At the moment, railway lines are cleaned using railhead treatment trains, also known as RHTTs, but there are only a limited number of these trains available, so they can’t treat the whole of the network.  RHTTs are also expensive to run but this new process offers the potential to provide improved treatment at much lower cost.  

However, Northern have trialled a new cleaning system, developed by researchers from the University’s Department of Mechanical Engineering, which works by firing dry ice pellets in a stream of air at supersonic speed at the railhead – freezing any leaves on the line. The frozen leaves are then blasted away as the dry ice pellets turn back into a gas. The dry ice pellets are made from waste carbon dioxide from other industries.  

Industry colleagues looking underneath the train at the new technology

Credit: Northern

The trials with Northern are being run thanks to funding from Network Rail’s Performance Innovation Fund. The researchers have bought two retired Pacer trains, based at Wensleydale Railway, to test the new design and develop a plan for the system to be fitted throughout Northern’s fleet in 2024. 
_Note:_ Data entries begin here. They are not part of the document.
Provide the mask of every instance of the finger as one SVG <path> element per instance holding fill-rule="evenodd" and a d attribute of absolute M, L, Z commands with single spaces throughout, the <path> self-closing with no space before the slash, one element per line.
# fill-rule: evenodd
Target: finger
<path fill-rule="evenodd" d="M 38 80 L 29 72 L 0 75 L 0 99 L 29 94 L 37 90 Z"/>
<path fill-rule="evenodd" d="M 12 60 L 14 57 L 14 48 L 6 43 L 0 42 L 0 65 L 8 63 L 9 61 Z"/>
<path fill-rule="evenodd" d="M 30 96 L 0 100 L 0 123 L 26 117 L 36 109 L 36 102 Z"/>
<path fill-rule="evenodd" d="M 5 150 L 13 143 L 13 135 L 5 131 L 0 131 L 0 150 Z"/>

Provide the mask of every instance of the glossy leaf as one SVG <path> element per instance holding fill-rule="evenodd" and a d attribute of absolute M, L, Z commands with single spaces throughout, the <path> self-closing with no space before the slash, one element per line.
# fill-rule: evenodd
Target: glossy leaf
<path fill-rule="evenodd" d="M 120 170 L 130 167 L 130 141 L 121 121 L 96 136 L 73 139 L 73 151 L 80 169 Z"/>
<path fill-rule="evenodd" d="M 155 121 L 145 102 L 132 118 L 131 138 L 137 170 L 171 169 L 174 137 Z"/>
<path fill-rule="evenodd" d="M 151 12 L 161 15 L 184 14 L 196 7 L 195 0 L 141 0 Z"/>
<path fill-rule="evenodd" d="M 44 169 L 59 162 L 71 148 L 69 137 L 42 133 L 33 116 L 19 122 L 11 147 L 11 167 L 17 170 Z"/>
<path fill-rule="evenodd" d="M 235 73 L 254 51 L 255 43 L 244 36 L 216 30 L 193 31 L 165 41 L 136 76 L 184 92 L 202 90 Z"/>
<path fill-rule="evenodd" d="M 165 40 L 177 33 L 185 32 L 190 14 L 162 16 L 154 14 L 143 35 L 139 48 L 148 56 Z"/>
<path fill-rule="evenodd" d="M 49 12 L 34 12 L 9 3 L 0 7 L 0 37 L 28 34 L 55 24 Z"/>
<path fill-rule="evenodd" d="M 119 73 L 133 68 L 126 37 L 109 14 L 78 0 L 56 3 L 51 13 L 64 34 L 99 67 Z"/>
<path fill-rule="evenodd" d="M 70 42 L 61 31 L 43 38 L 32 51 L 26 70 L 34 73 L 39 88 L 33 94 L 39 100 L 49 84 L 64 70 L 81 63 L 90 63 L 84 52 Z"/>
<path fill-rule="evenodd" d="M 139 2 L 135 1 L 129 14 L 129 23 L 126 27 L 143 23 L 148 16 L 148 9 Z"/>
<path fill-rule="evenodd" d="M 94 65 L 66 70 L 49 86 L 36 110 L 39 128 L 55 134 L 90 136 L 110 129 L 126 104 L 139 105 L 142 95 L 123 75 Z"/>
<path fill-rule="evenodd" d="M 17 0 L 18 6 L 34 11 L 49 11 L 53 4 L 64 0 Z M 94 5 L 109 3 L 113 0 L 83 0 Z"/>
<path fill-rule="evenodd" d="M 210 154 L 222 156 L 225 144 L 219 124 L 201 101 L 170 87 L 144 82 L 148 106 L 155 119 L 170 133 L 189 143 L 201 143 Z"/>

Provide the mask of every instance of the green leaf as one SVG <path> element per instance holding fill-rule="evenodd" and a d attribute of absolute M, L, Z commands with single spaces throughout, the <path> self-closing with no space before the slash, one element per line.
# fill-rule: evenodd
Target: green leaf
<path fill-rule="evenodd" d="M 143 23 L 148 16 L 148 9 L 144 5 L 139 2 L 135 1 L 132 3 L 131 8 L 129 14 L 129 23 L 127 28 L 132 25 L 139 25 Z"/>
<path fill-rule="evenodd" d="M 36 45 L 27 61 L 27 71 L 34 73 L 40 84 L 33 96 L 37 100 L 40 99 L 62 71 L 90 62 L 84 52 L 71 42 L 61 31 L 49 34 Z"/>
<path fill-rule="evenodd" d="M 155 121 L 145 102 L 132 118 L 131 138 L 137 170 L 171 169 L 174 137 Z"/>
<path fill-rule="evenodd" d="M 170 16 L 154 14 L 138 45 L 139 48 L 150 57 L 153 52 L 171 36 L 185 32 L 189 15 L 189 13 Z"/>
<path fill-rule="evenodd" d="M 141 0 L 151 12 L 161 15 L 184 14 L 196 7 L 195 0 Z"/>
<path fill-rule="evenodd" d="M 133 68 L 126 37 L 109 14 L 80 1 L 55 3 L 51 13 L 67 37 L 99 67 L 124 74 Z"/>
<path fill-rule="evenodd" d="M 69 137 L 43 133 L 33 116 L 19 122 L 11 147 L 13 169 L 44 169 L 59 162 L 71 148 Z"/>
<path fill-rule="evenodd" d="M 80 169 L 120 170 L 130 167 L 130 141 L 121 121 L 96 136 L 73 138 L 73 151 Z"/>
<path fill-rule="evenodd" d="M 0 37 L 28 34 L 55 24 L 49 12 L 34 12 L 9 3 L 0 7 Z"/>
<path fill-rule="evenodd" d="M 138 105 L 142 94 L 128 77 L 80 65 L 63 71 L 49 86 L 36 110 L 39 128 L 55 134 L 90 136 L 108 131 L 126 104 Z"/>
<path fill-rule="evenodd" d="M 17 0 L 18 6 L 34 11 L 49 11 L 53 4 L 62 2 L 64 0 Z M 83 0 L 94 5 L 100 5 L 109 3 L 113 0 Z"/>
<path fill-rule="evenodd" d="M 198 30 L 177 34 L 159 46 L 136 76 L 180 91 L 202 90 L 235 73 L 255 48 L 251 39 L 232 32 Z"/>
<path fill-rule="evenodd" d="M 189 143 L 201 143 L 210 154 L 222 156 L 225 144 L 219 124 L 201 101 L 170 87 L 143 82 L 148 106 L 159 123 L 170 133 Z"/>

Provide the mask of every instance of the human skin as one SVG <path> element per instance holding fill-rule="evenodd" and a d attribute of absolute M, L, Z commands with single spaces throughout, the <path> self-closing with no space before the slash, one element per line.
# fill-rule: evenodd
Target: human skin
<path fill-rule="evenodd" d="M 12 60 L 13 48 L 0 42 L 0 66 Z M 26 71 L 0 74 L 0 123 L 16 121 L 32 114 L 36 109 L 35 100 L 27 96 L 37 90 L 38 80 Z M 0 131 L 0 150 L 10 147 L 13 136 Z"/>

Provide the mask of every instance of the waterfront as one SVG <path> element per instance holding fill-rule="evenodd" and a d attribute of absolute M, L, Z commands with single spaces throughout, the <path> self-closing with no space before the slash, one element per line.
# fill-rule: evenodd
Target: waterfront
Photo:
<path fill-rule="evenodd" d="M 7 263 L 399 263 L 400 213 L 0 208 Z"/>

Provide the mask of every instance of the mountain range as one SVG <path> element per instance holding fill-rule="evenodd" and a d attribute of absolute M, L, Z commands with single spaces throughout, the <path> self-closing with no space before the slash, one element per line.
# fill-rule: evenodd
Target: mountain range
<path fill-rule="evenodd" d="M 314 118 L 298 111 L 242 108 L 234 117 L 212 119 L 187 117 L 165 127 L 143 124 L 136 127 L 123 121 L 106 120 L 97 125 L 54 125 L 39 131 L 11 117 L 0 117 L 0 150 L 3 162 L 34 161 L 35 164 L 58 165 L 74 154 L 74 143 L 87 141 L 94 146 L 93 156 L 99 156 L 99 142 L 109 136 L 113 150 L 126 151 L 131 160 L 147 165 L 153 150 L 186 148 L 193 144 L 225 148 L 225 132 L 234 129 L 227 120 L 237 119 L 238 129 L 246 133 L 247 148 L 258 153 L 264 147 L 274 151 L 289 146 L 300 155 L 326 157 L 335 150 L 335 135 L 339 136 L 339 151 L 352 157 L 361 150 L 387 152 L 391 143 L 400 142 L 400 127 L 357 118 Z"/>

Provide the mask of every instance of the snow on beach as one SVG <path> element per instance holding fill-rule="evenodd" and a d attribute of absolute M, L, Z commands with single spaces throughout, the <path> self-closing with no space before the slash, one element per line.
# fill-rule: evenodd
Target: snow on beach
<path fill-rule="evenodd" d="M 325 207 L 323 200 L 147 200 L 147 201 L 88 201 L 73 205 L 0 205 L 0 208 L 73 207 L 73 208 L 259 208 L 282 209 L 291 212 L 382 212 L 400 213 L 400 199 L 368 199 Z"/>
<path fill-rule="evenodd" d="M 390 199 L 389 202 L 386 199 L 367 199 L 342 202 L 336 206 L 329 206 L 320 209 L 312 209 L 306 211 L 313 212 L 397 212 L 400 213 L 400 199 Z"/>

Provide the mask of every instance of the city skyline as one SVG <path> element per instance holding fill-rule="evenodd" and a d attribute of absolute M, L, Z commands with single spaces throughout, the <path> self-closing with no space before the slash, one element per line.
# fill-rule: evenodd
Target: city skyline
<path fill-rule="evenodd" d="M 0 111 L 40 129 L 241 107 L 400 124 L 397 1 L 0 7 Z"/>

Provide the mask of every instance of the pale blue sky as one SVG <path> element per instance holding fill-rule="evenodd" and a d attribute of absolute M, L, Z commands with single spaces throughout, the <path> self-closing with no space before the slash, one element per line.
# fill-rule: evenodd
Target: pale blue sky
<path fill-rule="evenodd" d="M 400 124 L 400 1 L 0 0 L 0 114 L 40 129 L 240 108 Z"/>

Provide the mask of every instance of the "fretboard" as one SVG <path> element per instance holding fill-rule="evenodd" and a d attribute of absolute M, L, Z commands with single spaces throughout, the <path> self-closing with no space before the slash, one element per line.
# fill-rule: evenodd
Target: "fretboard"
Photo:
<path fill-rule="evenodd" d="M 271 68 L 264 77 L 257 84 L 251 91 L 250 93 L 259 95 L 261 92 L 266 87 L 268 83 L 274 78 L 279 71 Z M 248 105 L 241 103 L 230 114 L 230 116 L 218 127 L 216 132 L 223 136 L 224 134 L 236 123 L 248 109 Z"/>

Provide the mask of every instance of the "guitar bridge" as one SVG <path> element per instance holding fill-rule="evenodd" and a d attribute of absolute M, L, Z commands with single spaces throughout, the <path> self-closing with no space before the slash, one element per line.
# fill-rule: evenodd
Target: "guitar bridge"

“This is a gamechanger for the industry – the next step in finding a solution to tricky autumn conditions,” Rob Cummings, Seasonal Improvement Manager at Northern, said. “One of the biggest risks to our performance during October and November is ‘leaves on the line’, but by helping to develop new innovative technology we aim to deliver the very best service for our passengers.”

“This is a great example of a University testing and proving an idea in a lab based experiment and then scaling it up to be trialled and implemented in the field to make impact,” Professor Roger Lewis, who led the team at the University of Sheffield developing the technology, said. “This can only be done though good teamwork and having champions in the railway industry such as Rob and his team at Northern.”